Btw a “paint instance” is the same as a “chrome instance” or an “audacity instance”, it’s an instance of an application or program.
And just to throw two cents in, i don’t believe a printscreen result ever disappears from the clipboard, you probably just used ctrl+c at something else which overwrites the clipboard, which is a very easy to make mistake.
One thing I don’t like about windows+printscreen is that you have to navigate to the screenshots folder anyways afterwards to check the result (as I usually use printscreen to capture things that happen too quickly for snipping tool to grab, I need to make sure I timed it right). Printscreen+paint gives the benefit of showing you what you captured without navigating file explorer, and if the screenshot didn’t come out right, just close the window, no file was created, nothing ends up in recycling bin.
But if you’re 100% sure you took the printscreen of what you wanted, I guess yours is a good method.
Don’t know that navigating to the screenshots folder is any more trouble than “open[ing] a ‘paint’ instance.” And again it’s permanent without any accidental deletion, timing out, or being pushed out of the stack of 24 entries in Clipboard. My only use of Paint has been to do some type of graphics on something (like a screenshot) (like drawing a box around something) to highlight something I’m going to send to somebody as an email attachment.
Basically, I can’t believe the person who wrote this article didn’t mention the method I described.
Totally fair – no need to argue about this, i guess. As you can probably guess I am not using Microsoft’s latest and greatest, so don’t have 100% knowledge of the new methods.

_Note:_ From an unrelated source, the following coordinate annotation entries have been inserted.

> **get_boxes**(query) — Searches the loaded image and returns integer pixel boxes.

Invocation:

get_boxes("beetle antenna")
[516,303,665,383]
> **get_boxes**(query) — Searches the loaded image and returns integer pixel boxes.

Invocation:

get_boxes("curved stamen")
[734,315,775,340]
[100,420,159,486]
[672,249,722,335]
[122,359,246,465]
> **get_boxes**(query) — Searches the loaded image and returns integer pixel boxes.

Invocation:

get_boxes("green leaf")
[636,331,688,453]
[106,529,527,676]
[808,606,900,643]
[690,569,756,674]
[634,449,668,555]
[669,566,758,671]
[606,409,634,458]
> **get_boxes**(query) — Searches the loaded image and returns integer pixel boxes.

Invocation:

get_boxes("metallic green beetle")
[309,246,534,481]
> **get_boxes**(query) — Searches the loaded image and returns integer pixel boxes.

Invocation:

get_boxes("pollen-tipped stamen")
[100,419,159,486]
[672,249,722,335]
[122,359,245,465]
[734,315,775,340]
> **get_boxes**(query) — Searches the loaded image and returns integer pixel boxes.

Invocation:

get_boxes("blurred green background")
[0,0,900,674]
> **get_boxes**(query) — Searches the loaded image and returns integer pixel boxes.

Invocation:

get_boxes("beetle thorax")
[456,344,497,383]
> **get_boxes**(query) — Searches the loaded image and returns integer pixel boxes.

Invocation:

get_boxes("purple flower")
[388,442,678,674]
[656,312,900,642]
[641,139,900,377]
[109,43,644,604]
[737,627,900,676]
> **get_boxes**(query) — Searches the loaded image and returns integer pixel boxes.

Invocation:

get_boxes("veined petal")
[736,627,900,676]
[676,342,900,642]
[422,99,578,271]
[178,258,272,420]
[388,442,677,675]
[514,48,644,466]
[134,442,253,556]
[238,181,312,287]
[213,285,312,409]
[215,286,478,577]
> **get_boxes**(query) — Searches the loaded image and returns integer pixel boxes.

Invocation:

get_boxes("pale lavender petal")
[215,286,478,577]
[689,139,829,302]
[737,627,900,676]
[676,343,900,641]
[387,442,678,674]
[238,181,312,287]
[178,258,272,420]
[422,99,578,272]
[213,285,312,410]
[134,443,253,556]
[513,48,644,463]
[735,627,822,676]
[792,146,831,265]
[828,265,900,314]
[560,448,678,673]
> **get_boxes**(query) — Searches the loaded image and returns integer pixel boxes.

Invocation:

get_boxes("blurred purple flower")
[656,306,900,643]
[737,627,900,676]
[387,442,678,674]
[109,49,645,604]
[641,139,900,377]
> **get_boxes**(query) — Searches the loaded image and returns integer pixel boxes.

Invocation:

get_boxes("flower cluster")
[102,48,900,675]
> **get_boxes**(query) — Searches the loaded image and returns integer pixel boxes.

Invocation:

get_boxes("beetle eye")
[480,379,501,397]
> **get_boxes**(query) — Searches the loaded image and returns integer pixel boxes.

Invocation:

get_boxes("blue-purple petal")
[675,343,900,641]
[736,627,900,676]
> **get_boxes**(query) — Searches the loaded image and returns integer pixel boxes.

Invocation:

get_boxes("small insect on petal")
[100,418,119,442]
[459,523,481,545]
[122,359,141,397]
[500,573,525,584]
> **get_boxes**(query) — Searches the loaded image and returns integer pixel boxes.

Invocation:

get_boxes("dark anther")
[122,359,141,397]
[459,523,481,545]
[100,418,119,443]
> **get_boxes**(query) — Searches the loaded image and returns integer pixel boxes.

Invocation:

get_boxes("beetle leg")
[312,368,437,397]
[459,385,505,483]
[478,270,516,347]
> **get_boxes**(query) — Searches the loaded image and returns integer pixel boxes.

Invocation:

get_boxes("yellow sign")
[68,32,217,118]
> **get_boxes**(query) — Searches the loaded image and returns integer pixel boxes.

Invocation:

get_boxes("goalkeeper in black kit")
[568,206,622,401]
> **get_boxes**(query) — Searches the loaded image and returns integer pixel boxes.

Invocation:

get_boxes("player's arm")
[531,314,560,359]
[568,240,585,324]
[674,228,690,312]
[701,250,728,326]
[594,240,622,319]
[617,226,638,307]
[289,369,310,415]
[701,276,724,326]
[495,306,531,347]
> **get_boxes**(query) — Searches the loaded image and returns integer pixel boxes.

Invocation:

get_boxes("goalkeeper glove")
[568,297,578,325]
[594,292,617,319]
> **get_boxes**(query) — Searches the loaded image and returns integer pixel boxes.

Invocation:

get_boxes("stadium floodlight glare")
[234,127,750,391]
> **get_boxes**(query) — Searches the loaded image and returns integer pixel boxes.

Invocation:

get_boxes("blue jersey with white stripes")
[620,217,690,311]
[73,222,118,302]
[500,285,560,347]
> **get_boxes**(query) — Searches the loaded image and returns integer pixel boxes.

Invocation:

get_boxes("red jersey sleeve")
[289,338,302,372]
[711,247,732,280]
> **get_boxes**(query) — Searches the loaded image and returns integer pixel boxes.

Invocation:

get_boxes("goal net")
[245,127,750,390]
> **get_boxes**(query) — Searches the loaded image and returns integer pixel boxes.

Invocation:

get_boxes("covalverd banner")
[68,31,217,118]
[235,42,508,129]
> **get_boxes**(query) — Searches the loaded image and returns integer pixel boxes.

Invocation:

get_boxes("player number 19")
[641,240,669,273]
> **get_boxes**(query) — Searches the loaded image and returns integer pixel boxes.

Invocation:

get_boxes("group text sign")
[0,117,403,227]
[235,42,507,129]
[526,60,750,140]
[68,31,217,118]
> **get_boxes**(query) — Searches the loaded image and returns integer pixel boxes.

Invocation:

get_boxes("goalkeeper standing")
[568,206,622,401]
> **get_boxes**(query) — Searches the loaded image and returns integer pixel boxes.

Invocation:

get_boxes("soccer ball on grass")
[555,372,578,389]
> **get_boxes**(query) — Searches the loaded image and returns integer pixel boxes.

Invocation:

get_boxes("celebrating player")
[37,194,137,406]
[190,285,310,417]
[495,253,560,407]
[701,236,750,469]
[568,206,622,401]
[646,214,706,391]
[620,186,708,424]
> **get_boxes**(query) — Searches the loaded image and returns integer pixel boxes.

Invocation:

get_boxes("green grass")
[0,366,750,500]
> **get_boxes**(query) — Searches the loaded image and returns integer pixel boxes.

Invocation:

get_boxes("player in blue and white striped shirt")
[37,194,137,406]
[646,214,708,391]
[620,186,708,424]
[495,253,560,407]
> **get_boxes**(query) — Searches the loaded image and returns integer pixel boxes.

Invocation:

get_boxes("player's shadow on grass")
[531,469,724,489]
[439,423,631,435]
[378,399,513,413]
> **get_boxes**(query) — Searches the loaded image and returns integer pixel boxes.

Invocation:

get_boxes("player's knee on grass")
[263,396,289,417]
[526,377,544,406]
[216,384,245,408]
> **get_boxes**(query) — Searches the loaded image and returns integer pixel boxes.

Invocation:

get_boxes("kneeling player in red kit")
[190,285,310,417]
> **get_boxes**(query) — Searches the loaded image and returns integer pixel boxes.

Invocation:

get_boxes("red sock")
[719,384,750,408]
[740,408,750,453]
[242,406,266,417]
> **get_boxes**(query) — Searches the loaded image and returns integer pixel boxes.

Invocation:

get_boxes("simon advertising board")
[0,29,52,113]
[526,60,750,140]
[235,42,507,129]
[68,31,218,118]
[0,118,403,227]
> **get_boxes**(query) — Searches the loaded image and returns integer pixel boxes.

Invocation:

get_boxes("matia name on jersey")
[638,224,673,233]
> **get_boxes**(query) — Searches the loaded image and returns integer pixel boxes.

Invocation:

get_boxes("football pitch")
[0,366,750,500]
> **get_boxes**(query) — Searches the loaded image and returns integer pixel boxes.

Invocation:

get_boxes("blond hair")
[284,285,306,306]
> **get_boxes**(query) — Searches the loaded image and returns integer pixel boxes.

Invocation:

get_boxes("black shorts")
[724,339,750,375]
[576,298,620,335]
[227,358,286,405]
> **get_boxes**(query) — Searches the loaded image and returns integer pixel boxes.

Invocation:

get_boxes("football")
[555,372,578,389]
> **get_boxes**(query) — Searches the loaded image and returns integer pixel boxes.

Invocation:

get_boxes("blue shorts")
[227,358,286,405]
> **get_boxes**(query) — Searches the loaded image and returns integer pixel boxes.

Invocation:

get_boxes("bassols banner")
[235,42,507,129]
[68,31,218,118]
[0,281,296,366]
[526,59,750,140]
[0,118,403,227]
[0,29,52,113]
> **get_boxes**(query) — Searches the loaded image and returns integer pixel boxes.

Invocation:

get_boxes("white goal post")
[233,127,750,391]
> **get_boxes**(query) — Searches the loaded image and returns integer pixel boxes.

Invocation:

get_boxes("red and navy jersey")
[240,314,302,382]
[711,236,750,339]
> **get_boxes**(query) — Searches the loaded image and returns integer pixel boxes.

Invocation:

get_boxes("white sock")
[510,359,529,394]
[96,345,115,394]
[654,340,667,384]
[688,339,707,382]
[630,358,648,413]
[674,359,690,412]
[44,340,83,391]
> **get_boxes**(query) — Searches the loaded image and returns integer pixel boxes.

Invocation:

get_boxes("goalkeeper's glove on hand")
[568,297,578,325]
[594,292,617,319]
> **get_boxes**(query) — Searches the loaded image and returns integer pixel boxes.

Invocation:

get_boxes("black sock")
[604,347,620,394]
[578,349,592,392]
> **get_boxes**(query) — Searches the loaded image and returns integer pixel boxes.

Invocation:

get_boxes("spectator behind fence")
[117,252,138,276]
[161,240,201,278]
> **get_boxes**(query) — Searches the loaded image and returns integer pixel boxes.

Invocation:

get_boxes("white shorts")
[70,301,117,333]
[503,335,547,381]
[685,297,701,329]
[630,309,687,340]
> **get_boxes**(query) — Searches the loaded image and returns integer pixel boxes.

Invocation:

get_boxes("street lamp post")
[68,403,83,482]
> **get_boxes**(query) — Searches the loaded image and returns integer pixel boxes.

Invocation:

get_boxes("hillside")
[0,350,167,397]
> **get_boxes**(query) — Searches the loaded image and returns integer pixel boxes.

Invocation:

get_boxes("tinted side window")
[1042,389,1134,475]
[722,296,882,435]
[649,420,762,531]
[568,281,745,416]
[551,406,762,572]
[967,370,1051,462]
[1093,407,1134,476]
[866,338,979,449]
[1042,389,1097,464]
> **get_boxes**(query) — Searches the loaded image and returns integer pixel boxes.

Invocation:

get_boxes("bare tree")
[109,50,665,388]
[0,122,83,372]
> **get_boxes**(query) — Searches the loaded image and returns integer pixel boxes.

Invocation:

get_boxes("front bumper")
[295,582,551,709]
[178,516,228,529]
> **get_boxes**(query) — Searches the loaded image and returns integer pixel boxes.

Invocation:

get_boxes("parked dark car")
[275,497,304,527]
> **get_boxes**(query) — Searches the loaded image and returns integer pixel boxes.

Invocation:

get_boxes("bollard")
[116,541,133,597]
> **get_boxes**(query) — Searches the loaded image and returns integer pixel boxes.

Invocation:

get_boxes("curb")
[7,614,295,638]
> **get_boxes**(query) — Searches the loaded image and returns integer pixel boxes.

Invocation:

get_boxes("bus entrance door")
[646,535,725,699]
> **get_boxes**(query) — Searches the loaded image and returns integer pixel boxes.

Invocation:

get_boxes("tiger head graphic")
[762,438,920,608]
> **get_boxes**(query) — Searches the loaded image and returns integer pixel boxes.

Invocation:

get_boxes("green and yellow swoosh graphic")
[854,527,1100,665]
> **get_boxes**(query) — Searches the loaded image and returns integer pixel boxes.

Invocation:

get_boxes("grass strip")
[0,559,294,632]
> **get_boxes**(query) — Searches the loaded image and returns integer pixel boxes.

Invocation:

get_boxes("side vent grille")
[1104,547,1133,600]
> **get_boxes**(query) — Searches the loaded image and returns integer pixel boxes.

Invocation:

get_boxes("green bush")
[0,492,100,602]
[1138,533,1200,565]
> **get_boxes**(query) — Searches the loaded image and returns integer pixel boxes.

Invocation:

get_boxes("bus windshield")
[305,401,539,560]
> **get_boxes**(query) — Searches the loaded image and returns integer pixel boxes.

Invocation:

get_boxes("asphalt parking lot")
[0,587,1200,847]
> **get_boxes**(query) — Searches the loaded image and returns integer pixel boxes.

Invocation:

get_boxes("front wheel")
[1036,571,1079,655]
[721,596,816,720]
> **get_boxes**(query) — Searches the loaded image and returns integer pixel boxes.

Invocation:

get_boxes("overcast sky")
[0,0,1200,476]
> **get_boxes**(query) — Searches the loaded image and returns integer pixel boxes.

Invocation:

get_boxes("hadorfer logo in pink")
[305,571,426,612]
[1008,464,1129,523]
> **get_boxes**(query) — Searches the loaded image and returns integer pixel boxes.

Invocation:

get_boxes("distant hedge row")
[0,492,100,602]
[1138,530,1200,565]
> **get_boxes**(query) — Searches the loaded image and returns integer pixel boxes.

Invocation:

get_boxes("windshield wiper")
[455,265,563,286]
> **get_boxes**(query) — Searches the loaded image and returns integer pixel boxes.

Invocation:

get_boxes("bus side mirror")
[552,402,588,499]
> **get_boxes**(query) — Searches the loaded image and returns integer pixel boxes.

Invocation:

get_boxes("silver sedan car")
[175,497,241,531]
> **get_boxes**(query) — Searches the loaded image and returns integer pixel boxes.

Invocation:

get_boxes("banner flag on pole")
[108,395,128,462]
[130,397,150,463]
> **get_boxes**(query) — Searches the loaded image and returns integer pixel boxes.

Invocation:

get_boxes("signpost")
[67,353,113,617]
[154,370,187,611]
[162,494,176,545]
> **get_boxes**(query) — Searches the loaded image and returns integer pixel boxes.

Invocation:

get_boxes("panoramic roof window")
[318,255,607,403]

One thing I’ll throw in that should have been mentioned is irfanview – the lightest photo viewer (that can handle huge multi-gigabyte pictures even better than the Win7 and Win10 photo viewers), it’s screenshot feature captures the cursor which is highly useful for writing guides and documentation.
Do any of the windows 10 screenshot methods allow capturing the cursor, out of curiosity? No built in Win7 method does.
This is a great tip. Do you know how to change the naming template so it uses date and time instead of just sequential numbering?
The latest update of the W11 Snipping tool is just a complete failure. It places the working icons at the bottom of the working screen and it’s very difficult to get access to them if not enabled full screen. Also the taskbar is so big that it’s almost a weird difficult obstacle to work properly. If the taskar could be placed at top of the screen this serious problem would be less improductivy. W11 is the tomb of the competence and clever people, they don’t do nothing good recently.
Any particular reason you’re using it, then?
Good old, snipping tool, helped me to save, some dosens of ladies pics ;) Nowdays, I’m using an trully storng ‘n’ good app, that is of course the ShareX. Most features, includes region capture, video capture (from whatever area you want), media convertion, direct uploading and plenty of other usefull tools. Using it mostly to share photos on forums.
For my option, windows snipping tool is dead.